Denn die S-Bahn war das Problem: Seit viertel vor zwölf waren zwei S-Bahnen losgefahren, eine in Richtung Dortmund, die andere in Gegenrichtung, nach Duisburg. Als Fluchtweg lag die S-Bahn natürlich nahe: Sie hielt oft, und der Täter konnte davon ausgehen, dass die Polizei nicht an allen Haltepunkten präsent sein konnte. Oder er brauchte nur am ersten Haltepunkt auszusteigen; die Zeit für die Polizei war damit auf jeden Fall viel zu knapp: Es hatte also keinen Sinn mehr, Streifenwagen nach Steele und Frohnhausen zu schicken. Bei diesem Fluchtweg war der Täter längst auf und davon.
Und dann kamen die Zweifel wieder. Für einen Augenblick ging es Bergermann durch den Kopf, dass möglicherweise seine ganze Spekulation unsinnig war: Der Täter hatte offensichtlich seinem Opfer aufgelauert, er hatte also nicht wissen können, wann er fliehen musste. Einen bestimmten Zug hatte er sich schon gar nicht aussuchen können. Sollte er etwa auf der anderen Seite des Hauptbahnhofs einen Wagen abgestellt haben, war er auch längst weg, und es hatte wenig Sinn, irgendwelche Straßen, die aus der Innenstadt führten, zu sperren. Oder er hatte ein Taxi genommen, die in Bahnhofsnähe überall zu Dutzenden standen. Oder, oder, oder...., dachte Bergermann. Es war zum Verzweifeln, und er hörte schon die Vorwürfe seines Vorgesetzten, Hauptkommissar Weber: Es war doch ganz gleich, was er tat, Prügel würde es ohnehin geben.
Er stieg aus dem Wagen, und sein Chef stand vor ihm. Für einen Augenblick war ihm, als müsse er Haltung annehmen und Meldung machen. Seinen beruflichen Ambitionen gemäß hatte Bergermann ein zumindest seltsames Verhältnis allen Autoritäten gegenüber. Dann erfuhr er, dass der offensichtlich nicht ganz nüchterne Chef, den eine treu sorgende Gattin von einer langweiligen Party an den Ort des eigentlichen Geschehens kutschiert hatte, mittlerweile mit dem souveränen Schwung, der vielleicht nur dem Betrunkenen zueigen ist, weitere Schritte veranlasst hatte: Weber hatte kurzerhand von der Einsatzleitstelle gefordert, man solle sofort irgendeine rufbereite Hundertschaft herschicken, um das Bahnhofsgelände abriegeln und systematisch durchsuchen zu können. Richtig: Hundeführer sollten auch dabei sein, wenn der Wahnsinnsmörder gefasst wurde.
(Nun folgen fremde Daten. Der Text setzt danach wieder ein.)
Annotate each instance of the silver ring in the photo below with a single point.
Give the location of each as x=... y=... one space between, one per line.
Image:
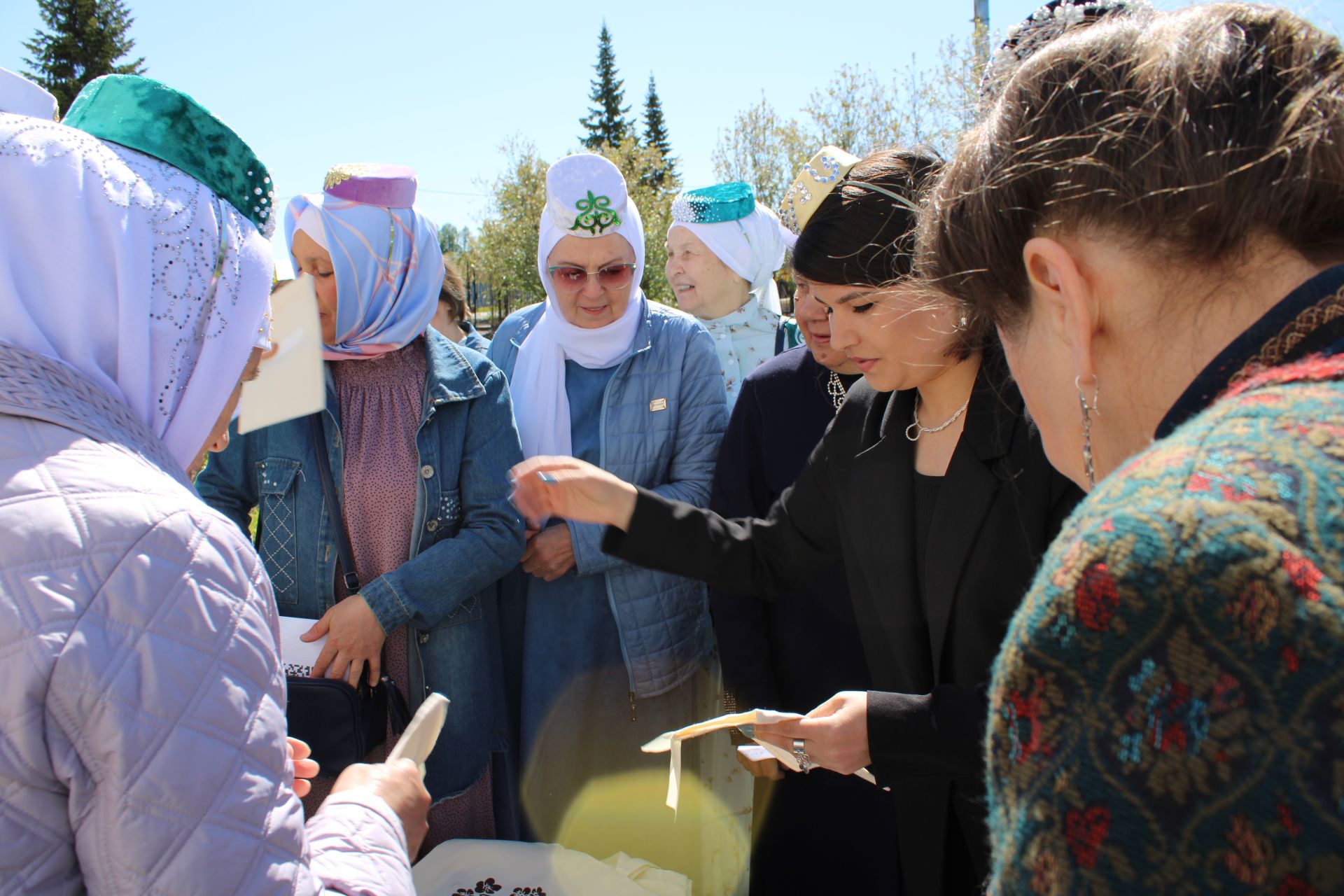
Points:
x=802 y=755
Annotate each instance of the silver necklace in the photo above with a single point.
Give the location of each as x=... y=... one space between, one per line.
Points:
x=835 y=388
x=920 y=430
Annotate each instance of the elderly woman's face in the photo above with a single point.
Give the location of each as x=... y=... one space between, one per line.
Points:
x=600 y=298
x=704 y=285
x=316 y=262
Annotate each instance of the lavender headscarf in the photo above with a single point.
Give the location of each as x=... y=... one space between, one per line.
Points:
x=387 y=262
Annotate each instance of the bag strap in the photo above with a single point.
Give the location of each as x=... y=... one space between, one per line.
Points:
x=324 y=473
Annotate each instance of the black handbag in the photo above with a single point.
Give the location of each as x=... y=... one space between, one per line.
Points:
x=339 y=723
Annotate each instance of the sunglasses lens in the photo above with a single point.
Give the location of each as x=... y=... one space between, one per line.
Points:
x=615 y=277
x=569 y=277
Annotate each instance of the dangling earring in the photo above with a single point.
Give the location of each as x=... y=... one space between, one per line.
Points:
x=1088 y=412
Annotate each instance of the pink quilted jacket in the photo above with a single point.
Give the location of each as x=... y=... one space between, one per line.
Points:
x=141 y=696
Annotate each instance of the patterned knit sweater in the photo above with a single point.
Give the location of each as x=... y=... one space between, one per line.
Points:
x=1167 y=713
Die Bahnpolizei wurde gerade verständigt. Und natürlich würden nun alle Züge mit Verspätung losfahren: Weber war ein sehr gründlicher Mensch.
Bergermanns seltsames Verhältnis zu Autoritätspersonen äußerte sich nun derart, dass er es auch nicht andeutungsweise wagte, seinen Chef wissen zu lassen, dass er selber diese Maßnahmen für völligen Blödsinn hielt. Und wie wohlüberlegt es war, den Mund zu halten, wurde Bergermann sofort darauf deutlich, als Weber einen jungen Streifenbeamten, der erst kürzlich seine Bewährungsprobe im Personen-und Objektschutz in Bonn hinter sich gebracht hatte und daran nur noch in Alpträumen dachte, mit der barschen Aufforderung abkanzelte, der solle doch die Schnauze halten.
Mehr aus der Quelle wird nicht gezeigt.